Traditional wedding vows include a promise to stay together in sickness and in health. But cancer, heart disease, major depression, substance abuse, and other types of serious medical illnesses can create stress in a marriage or in any type of committed relationship. Illness affects not only the person who receives the diagnosis, but his or her partner as well. For example, a woman receiving treatment for breast cancer may be physically uncomfortable, constantly tired, and worried about her sexuality and body image. Likewise, a man undergoing treatment for prostate cancer may experience unpleasant side effects such as impotence and incontinence. Both are likely to worry about the future and their mortality. Although these concerns may surface at various times during cancer treatment, they can become especially troublesome once treatment ends, as couples make the transition to a "new normal." When the diagnosis is diabetes or heart disease, one or both partners may need to make significant lifestyle changes such as quitting smoking, losing weight, and adopting new dietary habits.
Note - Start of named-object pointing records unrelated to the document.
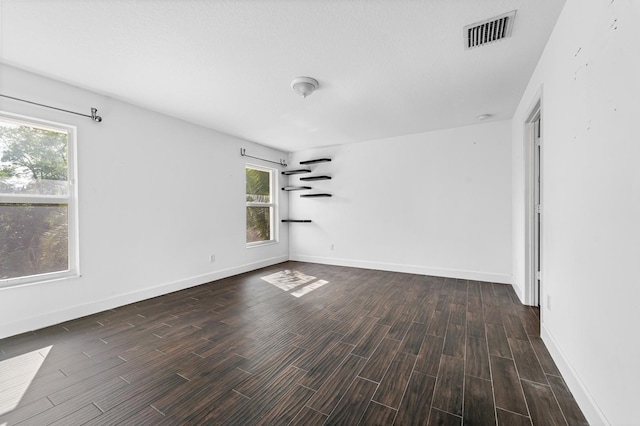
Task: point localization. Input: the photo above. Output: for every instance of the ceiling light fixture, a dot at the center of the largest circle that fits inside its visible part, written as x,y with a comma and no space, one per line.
304,86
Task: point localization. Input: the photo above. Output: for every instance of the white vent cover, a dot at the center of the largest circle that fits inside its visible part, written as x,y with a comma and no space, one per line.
485,32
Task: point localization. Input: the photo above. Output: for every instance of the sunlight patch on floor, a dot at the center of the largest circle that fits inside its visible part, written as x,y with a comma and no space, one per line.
16,374
288,280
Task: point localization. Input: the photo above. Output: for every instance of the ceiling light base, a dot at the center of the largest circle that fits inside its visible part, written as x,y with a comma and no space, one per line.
304,86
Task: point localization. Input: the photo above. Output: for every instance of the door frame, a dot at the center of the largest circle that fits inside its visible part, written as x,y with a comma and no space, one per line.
533,228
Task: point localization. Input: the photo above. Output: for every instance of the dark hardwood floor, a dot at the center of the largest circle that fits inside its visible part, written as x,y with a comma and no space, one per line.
368,347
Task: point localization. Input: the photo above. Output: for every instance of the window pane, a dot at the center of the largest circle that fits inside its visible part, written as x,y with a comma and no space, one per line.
33,239
258,224
258,186
33,160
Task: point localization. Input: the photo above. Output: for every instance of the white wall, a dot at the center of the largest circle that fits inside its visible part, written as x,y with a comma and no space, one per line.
589,76
157,196
436,203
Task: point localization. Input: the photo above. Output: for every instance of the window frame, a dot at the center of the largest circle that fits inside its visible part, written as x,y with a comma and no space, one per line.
71,201
273,205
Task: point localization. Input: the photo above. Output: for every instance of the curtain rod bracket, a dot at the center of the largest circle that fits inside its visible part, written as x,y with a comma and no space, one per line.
94,111
280,163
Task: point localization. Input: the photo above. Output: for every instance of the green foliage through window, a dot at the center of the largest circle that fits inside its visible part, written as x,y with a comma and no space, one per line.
34,190
259,208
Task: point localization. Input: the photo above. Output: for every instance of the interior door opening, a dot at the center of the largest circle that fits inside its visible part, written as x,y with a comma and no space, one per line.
533,188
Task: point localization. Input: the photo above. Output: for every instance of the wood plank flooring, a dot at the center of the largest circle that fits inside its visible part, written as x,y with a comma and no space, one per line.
369,348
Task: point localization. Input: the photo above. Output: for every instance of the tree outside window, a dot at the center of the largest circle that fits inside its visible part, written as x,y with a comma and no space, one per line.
260,204
35,199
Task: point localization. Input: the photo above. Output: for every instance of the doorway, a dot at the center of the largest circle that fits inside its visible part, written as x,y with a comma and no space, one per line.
534,208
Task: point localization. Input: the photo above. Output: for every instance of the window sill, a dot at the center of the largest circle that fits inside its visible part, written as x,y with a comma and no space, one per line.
261,243
38,279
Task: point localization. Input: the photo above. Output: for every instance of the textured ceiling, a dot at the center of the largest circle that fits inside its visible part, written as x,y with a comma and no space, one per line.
386,67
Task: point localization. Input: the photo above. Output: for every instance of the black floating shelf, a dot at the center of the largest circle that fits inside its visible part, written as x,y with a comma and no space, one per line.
319,160
295,188
310,178
295,172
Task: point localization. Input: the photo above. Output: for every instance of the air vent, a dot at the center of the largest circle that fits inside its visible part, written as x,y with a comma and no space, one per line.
489,31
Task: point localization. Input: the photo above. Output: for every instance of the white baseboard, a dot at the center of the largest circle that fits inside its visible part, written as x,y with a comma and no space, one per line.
56,317
587,404
518,289
409,269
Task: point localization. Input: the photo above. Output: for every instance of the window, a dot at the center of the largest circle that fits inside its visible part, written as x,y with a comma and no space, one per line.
37,201
261,205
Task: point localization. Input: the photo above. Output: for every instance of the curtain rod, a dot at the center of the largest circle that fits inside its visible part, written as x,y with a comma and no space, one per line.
94,111
281,163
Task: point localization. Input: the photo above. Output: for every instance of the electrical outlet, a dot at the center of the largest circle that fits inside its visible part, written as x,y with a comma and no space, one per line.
548,301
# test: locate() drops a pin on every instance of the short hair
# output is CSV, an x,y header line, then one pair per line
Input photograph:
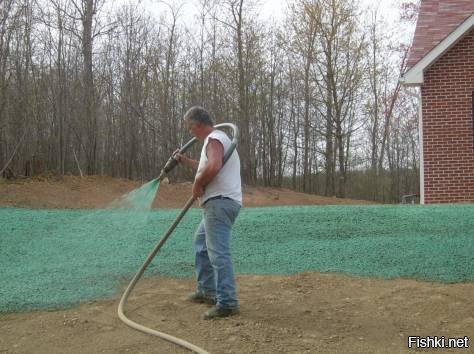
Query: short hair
x,y
199,114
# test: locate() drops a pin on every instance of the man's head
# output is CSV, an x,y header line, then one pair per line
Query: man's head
x,y
198,121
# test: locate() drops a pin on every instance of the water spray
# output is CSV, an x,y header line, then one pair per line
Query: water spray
x,y
170,165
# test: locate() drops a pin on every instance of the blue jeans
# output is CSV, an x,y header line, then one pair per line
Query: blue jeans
x,y
213,263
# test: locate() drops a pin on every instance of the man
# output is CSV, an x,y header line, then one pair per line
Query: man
x,y
218,188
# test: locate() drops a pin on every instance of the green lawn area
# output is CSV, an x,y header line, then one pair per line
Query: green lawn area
x,y
57,258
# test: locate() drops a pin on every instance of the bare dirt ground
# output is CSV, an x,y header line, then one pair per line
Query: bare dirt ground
x,y
302,313
96,192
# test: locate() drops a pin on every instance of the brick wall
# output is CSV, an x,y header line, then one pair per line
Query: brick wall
x,y
447,116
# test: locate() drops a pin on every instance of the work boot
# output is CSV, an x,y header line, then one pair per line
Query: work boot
x,y
201,298
217,312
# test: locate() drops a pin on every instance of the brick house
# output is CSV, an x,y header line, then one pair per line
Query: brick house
x,y
441,64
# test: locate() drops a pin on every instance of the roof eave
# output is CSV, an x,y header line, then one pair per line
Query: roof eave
x,y
414,76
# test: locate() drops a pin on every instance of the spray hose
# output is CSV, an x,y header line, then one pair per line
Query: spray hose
x,y
172,162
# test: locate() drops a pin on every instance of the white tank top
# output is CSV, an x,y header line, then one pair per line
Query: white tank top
x,y
227,182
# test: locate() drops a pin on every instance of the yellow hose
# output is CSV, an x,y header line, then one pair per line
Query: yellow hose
x,y
137,277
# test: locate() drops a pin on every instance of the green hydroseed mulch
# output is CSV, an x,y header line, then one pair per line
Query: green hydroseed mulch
x,y
56,258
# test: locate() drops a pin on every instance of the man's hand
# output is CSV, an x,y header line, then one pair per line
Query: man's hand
x,y
198,190
186,161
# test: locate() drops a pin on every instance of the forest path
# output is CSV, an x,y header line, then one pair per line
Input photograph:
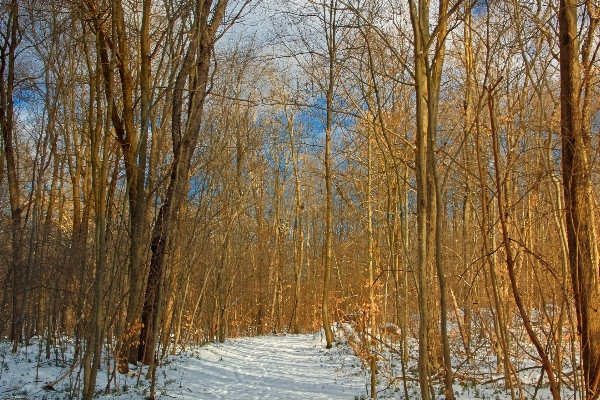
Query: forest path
x,y
276,367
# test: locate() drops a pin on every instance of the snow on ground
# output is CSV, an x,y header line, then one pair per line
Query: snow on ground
x,y
265,367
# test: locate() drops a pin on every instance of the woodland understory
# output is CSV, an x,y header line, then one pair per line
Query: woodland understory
x,y
425,174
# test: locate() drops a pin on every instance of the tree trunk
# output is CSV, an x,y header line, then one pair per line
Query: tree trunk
x,y
579,201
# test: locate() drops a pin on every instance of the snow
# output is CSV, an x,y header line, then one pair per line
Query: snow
x,y
276,367
264,367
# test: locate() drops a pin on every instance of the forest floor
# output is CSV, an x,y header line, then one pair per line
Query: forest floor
x,y
264,367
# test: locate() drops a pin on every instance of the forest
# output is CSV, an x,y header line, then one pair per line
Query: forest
x,y
178,172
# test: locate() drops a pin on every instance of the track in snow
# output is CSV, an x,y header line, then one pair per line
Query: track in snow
x,y
276,367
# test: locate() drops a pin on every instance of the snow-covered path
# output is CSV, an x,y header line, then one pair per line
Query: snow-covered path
x,y
276,367
265,367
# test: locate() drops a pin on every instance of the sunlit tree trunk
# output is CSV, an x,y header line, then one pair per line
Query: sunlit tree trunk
x,y
579,202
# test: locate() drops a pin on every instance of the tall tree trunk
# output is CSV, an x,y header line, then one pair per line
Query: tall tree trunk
x,y
583,260
331,31
208,18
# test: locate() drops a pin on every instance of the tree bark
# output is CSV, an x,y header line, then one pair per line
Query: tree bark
x,y
583,260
Although some couples function as a team in response to these challenges, others may find themselves at odds over food choices, leisure activities, and the like. Many couples are able to manage the challenges of illness reasonably well and can find ways to cope on their own, but some will need help. For those who do, couples therapy can enable partners to cope with the stress of medical illness or addiction. The methods are similar to those employed in individual therapy: interpreting emotional conflicts and the influence of the past; understanding fixed patterns of relating; encouraging insight and empathy into how those patterns may derive from early life experiences of each partner; assigning exercises for behavior change; challenging beliefs; offering advice, reassurance, and support; and teaching social skills and problem solving. All of these skills may be useful in helping couples to deal more productively with a serious illness.